The years bygone are too vast for any catching up, so we’re gonna jump right into the deep end of the (cess) pool. Without further ado, we’re going to med school for some cranial anatomy. In our first lesson, we’ll be examining the brains of a few rival fanbases that are generally peckerheads.

To understand how the mind works, you’ve gotta know the parts that make up the brain.

First stop: the cerebellum. It’s responsible for coordination and balance. It’s also responsible for muscle memory. Muscle memory is what makes your butthole clench up when you drive past an old abandoned cabin and you have those flashbacks involving Uncle McTouchy.

Next stop: the hippocampus. The hippocampus is responsible for memory, learning, and spatial awareness. Spatial awareness is what made you pause and think before looking into that waist high hole in the bathroom stall of the Phenix City BP station on that regrettable trip to PCB.

Finally, let’s visit the amygdala. The amygdala is responsible for emotions and aggression. It’s also responsible for the fight-or-flight response. This is the part of your brain that made Uncle McTouchy do that thing you don’t like, but maybe kinda like (we aren’t judging).

Alabama

Also known as a Gumper, you’ll find the most neural activity in the amygdala of a bama brain. The torrent of emotions and aggression that envelop a gumper on a near daily basis could drive most people to lunacy. Their emotional rollercoaster is fueled by a mix of sibling love and a burning desire to win.

Imagine a family gathering where the air is thick with the smell of squirrel stew and the sound of banjos (I think the gen Z’ers actually prefer ukulele’s) playing in the background. Cousins flirtatiously eyeing each other while discussing their favorite AJ McCarron chest tattoo, hoping to lure one another to a Flora-Bama Sucky Fucky. Gumpers do, in fact, eat where they shit.

Florida

Housed in the hippocampus, a core memory of the gator fan involves that one time they entered their car into race wars. There wasn’t a mopar or a spoon engine in that thing.

This memory is often top of mind, leading to an empty-eyed rapist gaze while assisting a certified forklift operator (they aren’t the ones who are certified).

Georgia Tech

Cerebellum: The most prominent feature of a yellow jacket brain is its uncanny mastery of the muscle memory shown below. We aren’t exactly sure how they procreate, but suspect they’re lab grown and given names like “Scout.”

Bonus: Ohio State

It’s difficult to analyze this one.

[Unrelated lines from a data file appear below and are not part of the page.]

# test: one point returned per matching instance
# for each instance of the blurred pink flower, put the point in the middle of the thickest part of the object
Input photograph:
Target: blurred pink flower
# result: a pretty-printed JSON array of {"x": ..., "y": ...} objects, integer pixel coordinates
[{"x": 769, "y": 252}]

There aren’t so much distinctive parts of this magnificent organ, rather a smooth and wrinkle free slop bucket filled with gray matter and the unrealistic idea that Ohio is not the 52nd worst state behind DC and Puerto Rico.

On a closing note…

RIP to a dear friend of the blog, Kenny Rogers. We’ll be releasing gambling picks from his personal memoirs over the course of this season.